In the court documents, the plaintiff, Jeanine Lacalamita suffered from severe headaches, vertigo and dizziness before visiting the offices of dentist Michelle Magid, DDS, in May 2010 for a cracked filling. The plaintiff’s chronic and ongoing symptoms had previously been diagnosed as Ménière’s disease. At issue in the trial is Dr. Magid’s treatment of the plaintiff for the diagnosis of a temporomandibular disorder and not Ménière’s disease in relation to those same symptoms.
During the course of the plaintiff’s treatment she received a CT scan and was fitted by another dentist for an orthodontic device to reposition her jaw. The plaintiff alleges that the device was responsible for giving her an open bite and causing her considerable discomfort in eating for a year. On the advice she received from other dentists, Lacalamita stopped pursuing the course of treatment by Dr. Magid.
Legal counsel for Dr. Magid noted that Lacalamita’s symptoms had lessened considerably in severity because of the treatment that was pursued by Dr.

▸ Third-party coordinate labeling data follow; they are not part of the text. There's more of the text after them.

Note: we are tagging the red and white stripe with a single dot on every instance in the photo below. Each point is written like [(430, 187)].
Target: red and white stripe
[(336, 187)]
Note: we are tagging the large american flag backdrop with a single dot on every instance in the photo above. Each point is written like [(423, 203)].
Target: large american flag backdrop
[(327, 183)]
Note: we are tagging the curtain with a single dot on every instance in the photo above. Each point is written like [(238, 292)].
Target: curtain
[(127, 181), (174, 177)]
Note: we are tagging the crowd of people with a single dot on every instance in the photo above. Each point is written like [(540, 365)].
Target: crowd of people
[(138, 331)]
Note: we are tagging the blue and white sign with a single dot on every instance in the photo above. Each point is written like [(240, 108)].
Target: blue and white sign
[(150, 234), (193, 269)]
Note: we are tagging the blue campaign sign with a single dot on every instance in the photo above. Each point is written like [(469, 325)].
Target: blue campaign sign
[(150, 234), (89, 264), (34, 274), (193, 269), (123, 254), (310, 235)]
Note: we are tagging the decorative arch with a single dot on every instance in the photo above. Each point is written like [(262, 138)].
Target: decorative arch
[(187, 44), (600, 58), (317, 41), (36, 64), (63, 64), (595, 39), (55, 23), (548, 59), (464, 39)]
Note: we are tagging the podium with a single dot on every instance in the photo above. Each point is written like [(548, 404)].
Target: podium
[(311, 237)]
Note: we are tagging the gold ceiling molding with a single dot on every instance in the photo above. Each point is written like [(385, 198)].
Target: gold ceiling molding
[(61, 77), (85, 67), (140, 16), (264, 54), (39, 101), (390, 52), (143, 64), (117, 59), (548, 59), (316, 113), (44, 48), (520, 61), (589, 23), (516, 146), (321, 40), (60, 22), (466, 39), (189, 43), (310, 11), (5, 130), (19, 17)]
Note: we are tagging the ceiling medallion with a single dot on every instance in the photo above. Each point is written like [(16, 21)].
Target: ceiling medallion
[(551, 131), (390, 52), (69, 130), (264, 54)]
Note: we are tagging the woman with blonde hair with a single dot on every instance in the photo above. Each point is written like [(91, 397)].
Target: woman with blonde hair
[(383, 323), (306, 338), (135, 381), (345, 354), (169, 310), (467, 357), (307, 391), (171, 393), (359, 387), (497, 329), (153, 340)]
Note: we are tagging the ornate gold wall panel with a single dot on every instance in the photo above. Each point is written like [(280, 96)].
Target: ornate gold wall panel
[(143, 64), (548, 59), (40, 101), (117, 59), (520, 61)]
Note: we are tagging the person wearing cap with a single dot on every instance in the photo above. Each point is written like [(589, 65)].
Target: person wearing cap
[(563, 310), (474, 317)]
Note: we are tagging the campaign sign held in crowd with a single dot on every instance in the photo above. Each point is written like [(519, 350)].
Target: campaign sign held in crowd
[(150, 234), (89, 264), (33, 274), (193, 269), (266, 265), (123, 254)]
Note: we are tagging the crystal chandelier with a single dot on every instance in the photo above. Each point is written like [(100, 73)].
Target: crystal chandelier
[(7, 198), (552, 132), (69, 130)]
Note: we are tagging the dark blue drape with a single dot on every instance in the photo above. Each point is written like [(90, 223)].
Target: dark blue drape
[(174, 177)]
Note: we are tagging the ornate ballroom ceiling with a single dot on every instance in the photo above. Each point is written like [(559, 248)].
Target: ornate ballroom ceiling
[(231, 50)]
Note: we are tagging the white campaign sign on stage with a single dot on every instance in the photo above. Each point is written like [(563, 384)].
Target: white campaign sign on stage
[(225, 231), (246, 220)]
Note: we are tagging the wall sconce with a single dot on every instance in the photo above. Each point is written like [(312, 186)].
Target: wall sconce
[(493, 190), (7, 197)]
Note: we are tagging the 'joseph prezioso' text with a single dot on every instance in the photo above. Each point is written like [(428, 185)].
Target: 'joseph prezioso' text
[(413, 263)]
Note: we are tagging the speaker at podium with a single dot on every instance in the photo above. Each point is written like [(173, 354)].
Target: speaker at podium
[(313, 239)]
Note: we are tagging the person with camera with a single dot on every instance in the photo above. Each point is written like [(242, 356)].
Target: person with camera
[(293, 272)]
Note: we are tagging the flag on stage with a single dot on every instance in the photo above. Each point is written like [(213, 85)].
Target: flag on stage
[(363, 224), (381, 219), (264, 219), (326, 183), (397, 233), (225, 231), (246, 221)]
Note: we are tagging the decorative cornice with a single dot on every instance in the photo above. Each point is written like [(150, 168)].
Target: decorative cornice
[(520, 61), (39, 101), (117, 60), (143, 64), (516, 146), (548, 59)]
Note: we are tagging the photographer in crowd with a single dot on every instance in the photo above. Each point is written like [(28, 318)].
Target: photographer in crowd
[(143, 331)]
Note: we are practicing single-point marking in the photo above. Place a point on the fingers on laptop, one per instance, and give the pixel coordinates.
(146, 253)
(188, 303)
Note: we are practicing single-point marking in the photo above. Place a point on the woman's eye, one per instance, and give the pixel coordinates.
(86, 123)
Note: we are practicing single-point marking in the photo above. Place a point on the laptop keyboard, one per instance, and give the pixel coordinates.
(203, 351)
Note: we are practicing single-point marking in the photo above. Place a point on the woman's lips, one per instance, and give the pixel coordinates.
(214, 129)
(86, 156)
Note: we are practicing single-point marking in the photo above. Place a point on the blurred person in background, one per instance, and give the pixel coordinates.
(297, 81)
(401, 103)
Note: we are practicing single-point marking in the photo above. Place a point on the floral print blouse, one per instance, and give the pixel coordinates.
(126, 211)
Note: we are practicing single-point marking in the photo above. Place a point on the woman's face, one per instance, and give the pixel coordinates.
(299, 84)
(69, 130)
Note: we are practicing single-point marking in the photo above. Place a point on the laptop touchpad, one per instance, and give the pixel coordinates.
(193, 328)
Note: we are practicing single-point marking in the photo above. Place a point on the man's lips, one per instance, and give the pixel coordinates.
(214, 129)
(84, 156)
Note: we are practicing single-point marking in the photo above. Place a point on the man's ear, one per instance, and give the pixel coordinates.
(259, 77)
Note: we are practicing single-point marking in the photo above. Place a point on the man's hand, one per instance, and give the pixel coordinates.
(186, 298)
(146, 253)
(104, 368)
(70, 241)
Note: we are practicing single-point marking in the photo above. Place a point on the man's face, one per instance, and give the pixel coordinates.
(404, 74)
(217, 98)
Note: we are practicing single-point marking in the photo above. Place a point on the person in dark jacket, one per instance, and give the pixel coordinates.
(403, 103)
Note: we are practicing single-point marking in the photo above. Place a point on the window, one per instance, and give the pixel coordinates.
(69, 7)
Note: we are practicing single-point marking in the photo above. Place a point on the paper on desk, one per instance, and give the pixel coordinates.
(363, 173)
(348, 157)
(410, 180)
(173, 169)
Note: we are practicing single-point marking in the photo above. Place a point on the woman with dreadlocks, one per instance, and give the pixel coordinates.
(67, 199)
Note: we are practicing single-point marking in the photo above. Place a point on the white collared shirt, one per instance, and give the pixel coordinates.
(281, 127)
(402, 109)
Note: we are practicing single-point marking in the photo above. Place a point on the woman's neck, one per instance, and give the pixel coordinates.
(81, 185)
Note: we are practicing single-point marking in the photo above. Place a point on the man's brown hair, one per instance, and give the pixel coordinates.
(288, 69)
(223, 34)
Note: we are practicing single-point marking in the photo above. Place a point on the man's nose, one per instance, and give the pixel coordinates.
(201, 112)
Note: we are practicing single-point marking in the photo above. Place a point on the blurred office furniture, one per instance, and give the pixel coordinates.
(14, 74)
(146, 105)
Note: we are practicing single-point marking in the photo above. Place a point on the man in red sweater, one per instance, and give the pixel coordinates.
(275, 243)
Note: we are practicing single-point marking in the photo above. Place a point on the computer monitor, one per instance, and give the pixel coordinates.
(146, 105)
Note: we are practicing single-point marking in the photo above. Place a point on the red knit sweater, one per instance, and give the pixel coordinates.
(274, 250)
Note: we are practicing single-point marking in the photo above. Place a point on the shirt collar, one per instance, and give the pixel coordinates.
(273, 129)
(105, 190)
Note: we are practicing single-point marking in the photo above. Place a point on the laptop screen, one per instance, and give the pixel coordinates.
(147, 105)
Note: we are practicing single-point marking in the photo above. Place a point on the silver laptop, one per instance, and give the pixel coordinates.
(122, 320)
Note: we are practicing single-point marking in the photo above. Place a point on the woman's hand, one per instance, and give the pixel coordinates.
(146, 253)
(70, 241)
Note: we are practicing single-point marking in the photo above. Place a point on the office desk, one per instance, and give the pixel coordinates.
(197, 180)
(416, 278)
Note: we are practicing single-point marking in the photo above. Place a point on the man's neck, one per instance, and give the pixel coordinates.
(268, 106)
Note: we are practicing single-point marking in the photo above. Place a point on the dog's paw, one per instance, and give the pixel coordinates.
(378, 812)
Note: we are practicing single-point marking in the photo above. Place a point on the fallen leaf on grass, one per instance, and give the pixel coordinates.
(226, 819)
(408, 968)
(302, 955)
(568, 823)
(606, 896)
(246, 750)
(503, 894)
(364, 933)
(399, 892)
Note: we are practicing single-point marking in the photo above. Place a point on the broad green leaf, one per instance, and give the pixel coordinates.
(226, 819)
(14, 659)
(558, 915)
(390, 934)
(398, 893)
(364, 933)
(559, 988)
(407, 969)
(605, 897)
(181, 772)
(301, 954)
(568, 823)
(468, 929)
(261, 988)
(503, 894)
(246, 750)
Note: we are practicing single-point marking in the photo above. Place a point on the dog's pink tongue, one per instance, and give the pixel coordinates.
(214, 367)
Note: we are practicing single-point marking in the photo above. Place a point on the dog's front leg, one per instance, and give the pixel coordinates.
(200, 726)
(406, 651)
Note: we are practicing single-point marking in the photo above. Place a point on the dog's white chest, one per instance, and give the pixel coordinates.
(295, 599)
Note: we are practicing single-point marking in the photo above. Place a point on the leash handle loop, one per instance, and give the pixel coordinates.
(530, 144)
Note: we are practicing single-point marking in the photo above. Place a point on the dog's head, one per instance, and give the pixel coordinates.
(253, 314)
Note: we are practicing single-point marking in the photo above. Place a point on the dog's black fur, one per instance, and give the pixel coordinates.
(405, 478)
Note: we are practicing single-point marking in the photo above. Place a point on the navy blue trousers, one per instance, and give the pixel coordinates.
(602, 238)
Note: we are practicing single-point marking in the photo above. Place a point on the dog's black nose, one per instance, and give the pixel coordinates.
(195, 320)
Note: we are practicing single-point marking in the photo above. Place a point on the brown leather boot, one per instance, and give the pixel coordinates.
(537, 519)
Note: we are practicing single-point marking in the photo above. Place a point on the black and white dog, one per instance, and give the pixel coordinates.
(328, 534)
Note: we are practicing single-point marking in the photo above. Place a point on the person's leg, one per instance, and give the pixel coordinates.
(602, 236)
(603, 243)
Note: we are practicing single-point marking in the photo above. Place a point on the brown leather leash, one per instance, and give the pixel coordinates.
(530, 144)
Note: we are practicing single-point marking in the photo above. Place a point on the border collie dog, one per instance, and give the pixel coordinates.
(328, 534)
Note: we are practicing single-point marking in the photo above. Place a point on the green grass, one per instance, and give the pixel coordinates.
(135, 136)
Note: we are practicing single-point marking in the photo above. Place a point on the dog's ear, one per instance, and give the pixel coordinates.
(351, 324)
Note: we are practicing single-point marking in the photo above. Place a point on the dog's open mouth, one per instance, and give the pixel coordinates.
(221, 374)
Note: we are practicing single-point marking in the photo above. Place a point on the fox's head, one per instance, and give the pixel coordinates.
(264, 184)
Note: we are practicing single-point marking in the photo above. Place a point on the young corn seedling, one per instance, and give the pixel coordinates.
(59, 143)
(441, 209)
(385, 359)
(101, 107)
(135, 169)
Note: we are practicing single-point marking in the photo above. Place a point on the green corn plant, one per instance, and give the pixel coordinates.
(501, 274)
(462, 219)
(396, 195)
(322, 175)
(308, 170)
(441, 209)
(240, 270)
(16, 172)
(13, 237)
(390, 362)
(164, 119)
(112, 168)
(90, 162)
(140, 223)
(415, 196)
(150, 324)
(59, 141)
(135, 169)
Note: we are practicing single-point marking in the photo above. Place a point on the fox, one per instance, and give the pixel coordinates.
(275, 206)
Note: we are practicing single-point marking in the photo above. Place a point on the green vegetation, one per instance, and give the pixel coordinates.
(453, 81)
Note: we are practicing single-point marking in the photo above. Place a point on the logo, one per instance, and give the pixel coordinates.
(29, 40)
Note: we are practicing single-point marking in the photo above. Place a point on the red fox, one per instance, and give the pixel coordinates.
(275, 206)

Magid.
The jury found that the defendant had not departed from accepted standards of dental practice in her treatment of the plaintiff’s temporomandibular disorder. However, with regard to informed consent, the jury determined that the plaintiff had not been provided with sufficient information. The jury handed down the verdict for the defendant since the jury found that there was no substantial injury to the plaintiff.